Fadjar juga menjelaskan, pihaknya akan memulai konstruksi tahap dua pada Februari 2025 mendatang. Nantinya, pembangunan tahap 2 akan memakan anggaran sekitar Rp180 miliar.
“Nah di area tahap 2 itu anggarannya berasal dari pusat atau angkatan darat sebesar Rp130 miliar, tetapi Pemda Daerah Bekasi juga memberikan hibah menyokong untuk percepatan konstruksi beberapa orang Rp50 miliar,” katanya.
Fadjar menjelaskan anggaran yang dari Pemda, akan digunakan untuk penyelenggaraan sarana jalan, perkembangan infrastruktur serta merancang turap dalam sungai Cimahabang.
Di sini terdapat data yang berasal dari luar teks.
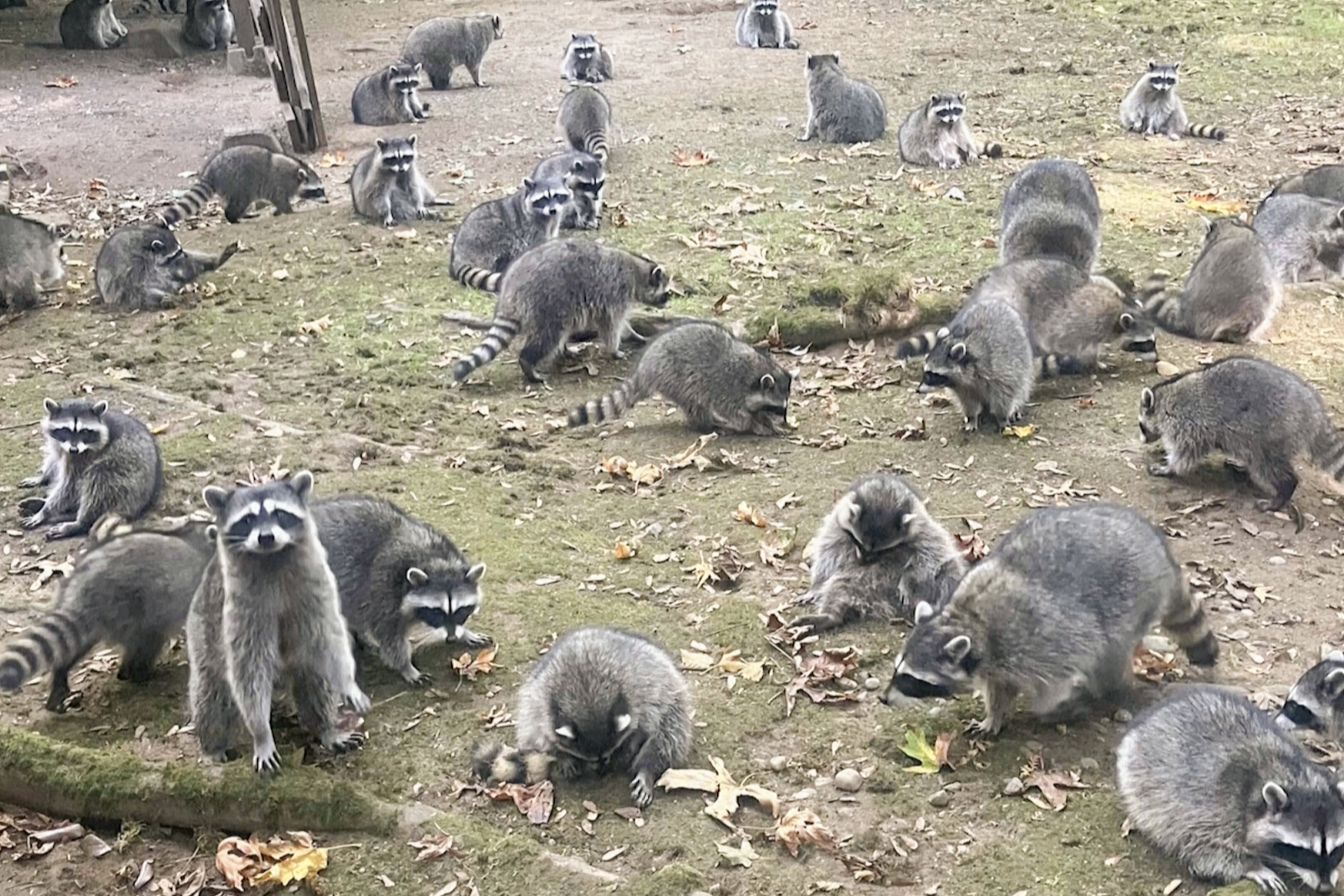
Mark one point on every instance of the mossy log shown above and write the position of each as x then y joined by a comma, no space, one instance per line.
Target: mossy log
69,781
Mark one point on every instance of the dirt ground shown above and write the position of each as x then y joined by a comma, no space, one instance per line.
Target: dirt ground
363,401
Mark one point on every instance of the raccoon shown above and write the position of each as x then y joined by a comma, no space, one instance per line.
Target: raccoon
1152,107
443,45
878,554
395,573
144,266
131,589
1208,778
585,122
764,25
390,97
560,288
95,461
841,109
1304,237
718,382
586,60
584,178
90,25
937,136
1265,419
268,606
1050,210
984,357
209,25
241,176
600,701
31,261
388,184
1232,293
1055,612
499,231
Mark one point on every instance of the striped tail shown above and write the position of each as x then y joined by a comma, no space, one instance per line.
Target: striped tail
52,643
496,339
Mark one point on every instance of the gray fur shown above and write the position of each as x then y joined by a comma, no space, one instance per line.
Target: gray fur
443,45
268,606
1152,107
144,266
1208,780
878,554
1232,293
586,60
388,184
1050,210
841,109
132,589
1268,422
95,461
395,574
1055,613
560,288
720,383
390,97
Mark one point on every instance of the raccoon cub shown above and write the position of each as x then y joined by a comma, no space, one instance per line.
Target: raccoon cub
30,261
1050,210
1208,778
764,25
560,288
242,175
878,554
1304,236
1232,293
144,265
388,184
984,357
585,122
95,461
390,97
600,701
586,60
209,25
1267,421
1055,612
131,589
90,25
443,45
718,382
841,109
498,231
395,573
1152,107
937,136
268,606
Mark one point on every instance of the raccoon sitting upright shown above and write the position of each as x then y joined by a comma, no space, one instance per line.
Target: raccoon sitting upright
1152,107
878,554
600,701
1268,422
95,461
394,573
498,231
1210,781
560,288
266,608
936,135
720,383
131,589
1055,613
1232,293
841,109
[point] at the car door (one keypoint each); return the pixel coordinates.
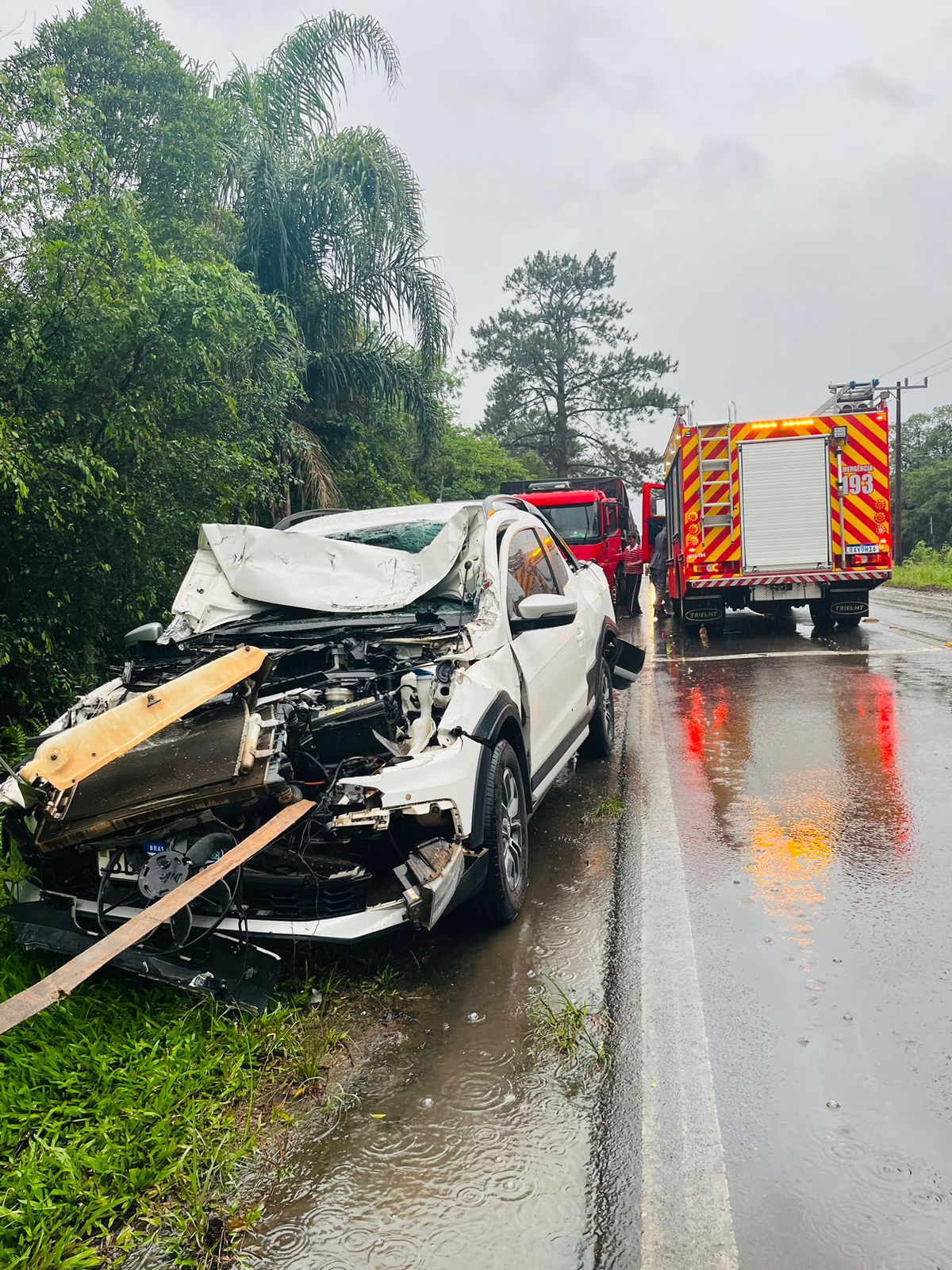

“Satu untuk menambah infrastruktur perkembangan sarana jalan dan juga juga bangunan, yaitu Rp30 miliar. Kemudian yang digunakan Rp20 miliar adalah untuk merancang turap yang dimaksud ada di dalam sektor timur dari satuan ini,” jelasnya.
Fadjar menuturkan, Yontaipur Bekasi ini disediakan rumah yang dimaksud dapat ditempati keluarga prajurit yang mana sedang bertugas. Selain itu, lahan yang digunakan cukup luas dapat membantu prajurit lebih tinggi profesional pada waktu melakukan latihan.
“Tentunya prajurit-prajurut menjadi tambahan profesional lantaran ia juga punya lahan sendiri untuk berlatih serta menyiapkan alutsisanya pada sini. Dengan ia punya pangkalan, punya perumahan, keluarganya bisa saja jadi satu, jadi merekan morilnya, kesejahteraannya jadi lebih besar tinggi, itu harapan kita secara umum ya,” lanjutnya.
Selain menambah keamanan, Fadhar menambahkan, keberadaan Yontaipur juga dapat dimanfaatkan oleh warga sekitar. Bahkan, pihaknya pun akan memberikan wawasan kebangsaan.
“Bahkan nanti kalau publik di area sini, adik-adik misalnya lagi hari libur, mau outbound, mau dapat pencerahan tentang wawasan kebangsaan, memang sebenarnya enggak. Nanti diatur sejenis teman-teman batalyon,” ujarnya.